The driver model also provides a hierarchical representation of the
devices in the system. This is key to power management, since the
kernel cannot power down a device that another device, that isn't
powered down, relies on for power. For example, the system cannot
power down a parent device whose children are still powered up and
depend on their parent for power. 


In its simplest form, device power management consists of a
description of the state a device is in, and a mechanism for
controlling those states. Device power states are described as 'D'
states, and consist of states D0-D3, inclusive. This device state
representation is inspired by the PCI device specification and the
ACPI specification [ACPI]. Though not all device types define power
states in this way, this representation can map on to all known
device types. 

Each D state represents a tradeoff between the amount of power a
device is consuming and how functional a device is. In a lower power
state (represented by a higher digit following D), some amount of
power to a device is lost. This means that some of the device's
operating state is lost, and must be restored by its driver when
returning to the D0 state. 

D0 represents the state when the device is fully powered on and ready
for, or in, use. This state is implicitly supported by every device,
since every device may be powered on at some point while the system is
running. In this state, all units of a device are powered on, and no
device state is lost.

D3 represents the state when the device is off.
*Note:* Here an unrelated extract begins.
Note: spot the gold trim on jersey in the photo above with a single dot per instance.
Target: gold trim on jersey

This state is also
implicitly supported by every device, since every device is implicitly
powered off when the system is powered off. In this state, all device
context is lost and must be restored before using the device
again. This usually means the device must also be completely
reinitialized.

The PCI Power Management spec goes on to define D3hot as a D3 state
that is entered via driver control and D3cold that is entered when the
entire system is powered down. In D3hot, the device may not lose all
operating power, requiring less restoration that must take place. This
is however, device-dependent. The kernel does not distinguish between
the two, though a driver theoretically could take extra steps to do
so. 

D1 and D2 are intermediate power states that are optionally supported
by a device. In each case, the device is not functional, but not
entirely powered off. In order to bring the device back to an
operating state, less work is required than reviving the device from
D3. In D1, more power is consumed than in D2, but more device context
is preserved.

A device's power management information is stored in struct
device_pm:

struct device_pm {
#ifdef CONFIG_PM
        dev_power_t     power_state;
        u8              * saved_state;
	atomic_t	depend;
	atomic_t	disable;
        struct kobject  kobj;
#endif
};

struct device contains a statically allocated device_pm object. The
configuration dependency on CONFIG_PM guarantees the overhead for the
structure is nil when power management support is not compiled in. 

The kernel defines the following power states in include/linux/pm.h:

typedef enum {
        DEVICE_PM_ON,
        DEVICE_PM_INT1,
        DEVICE_PM_INT2,
        DEVICE_PM_OFF,
        DEVICE_PM_UNKNOWN,
} dev_power_t;

When a device is registered, it's initial power state is set to
DEVICE_PM_UNKOWN. The device driver may query the device and
initialize the known power state using

void device_pm_init_power_state(struct device * dev, dev_power_t state);


Controlling a Device's State

A device's power state may be controlled by the suspend() and resume()
methods in struct device_driver:

  int     (*suspend)      (struct device * dev, u32 state, u32 level);
  int     (*resume)       (struct device * dev, u32 level);

These methods may be initialized by the low-level device driver,
though they are typically initialized at registration time by the bus
driver that the driver belongs to. The bus's functions should forward
power management requests to the bus-specific driver, modifying the
semantics where necessary. 

This model is used to provide the easiest route when converting to the
new driver model. However, a device driver's explicit initialization
of these methods will be honored. 

The same methods are called during individual device power management
transitions and system power management transitions.


There are two steps to suspending a device and two steps to resume
it. In order to suspend a device, two separate calls are made to the
suspend() method - one to save state, and another to power the device
down. Conversely, one call is made to the resume() method to power the
device up, and another to restore device state. 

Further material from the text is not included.